Global Curriculum

General Assembly's Data Science Immersive is made up of 4 Units split into 3 weeks each. These are:

Unit Breakdown

Unit	Title	Lessons	Topics	Flex Sessions
Unit 1	Data Science Foundations	Weeks 1-3	Programming Fundamentals, Pandas & EDA, Linear Regression	3 Flex Sessions
Unit 2	Supervised Learning Algorithms	Weeks 4-6	Logistic Regression, Classification, Databases, Ensemble Models	0 Flex Sessions
Unit 3	Advanced Modeling Techniques	Weeks 7-9	Unsupervised Learning, Bayes, Time Series	0 Flex Sessions
Unit 4	Data Science Careers	Weeks 10-12	Spark & Big Data, Portfolios, Presentations	9 Flex Sessions

Note: Flex sessions can be used for content review or additional topics that instructors may want to cover.

Unit 1: Data Science Fundamentals

In this unit, students will be practicing the basics of Python, Git, and the Command Line, as well as reviewing foundational statistical concepts that we'll use throughout the rest of the course.

Currently, our student onboarding tasks consist of five modules: Python, Statistics, Git, Command Line, & SQL that pre-train and reinforce these foundations. Student readiness in these topics can be assessed using the required onboarding exercise.
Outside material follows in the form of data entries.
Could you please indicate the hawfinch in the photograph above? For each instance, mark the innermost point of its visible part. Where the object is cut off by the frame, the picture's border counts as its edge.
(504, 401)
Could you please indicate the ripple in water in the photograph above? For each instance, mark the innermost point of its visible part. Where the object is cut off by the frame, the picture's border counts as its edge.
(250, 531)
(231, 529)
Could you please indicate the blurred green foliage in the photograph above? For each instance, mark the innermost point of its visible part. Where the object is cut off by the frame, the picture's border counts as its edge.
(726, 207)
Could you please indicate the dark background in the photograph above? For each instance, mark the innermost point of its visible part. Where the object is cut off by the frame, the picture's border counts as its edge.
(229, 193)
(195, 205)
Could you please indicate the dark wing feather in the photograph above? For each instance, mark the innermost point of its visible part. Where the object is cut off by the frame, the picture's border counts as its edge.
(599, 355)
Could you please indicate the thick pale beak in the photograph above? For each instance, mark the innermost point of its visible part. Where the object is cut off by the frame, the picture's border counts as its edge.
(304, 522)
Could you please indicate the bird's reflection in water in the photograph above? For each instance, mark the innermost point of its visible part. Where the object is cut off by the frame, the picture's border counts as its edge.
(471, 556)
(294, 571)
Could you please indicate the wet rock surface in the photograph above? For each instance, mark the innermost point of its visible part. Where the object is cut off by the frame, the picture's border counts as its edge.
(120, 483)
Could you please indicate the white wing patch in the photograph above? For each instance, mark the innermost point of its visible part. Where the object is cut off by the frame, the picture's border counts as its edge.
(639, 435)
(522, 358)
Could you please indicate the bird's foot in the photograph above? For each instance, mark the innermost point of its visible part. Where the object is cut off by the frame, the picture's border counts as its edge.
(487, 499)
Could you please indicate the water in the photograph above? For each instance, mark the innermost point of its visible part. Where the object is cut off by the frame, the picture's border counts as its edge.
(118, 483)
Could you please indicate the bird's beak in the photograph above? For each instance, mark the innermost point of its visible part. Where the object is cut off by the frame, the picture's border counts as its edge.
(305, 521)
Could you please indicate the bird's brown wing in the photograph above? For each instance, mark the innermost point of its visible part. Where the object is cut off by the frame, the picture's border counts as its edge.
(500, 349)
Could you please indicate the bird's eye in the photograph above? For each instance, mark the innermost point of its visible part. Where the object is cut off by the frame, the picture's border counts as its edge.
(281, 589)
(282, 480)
Another goal of this unit is to get students comfortable with the data science workflow, emphasizing the use of Pandas and other tools to acquire, clean, and plot data. Students will learn about data visualization tools and techniques from Tableau to seaborn, and practice communicating their findings to different audiences.

Unit 2: Supervised Learning

Now that students have had practice in Python, Pandas, and statistical foundations, we'll prepare students to tackle supervised learning models, beginning with logistic regression. They'll use sklearn and pipelines to prepare data, while practicing regularization, tuning, and evaluation. Ultimately, students will learn to evaluate the tradeoffs of each model and communicate their recommendations through formal reports and informal blog posts.

Students will learn the basics of natural language processing, classification, and ensemble models. In addition, students will learn to acquire and parse data from different sources, including web scraping, remote databases, and APIs. Coupled with the review and refresher lessons/labs on SQL, students will practice working in local Postgresql databases.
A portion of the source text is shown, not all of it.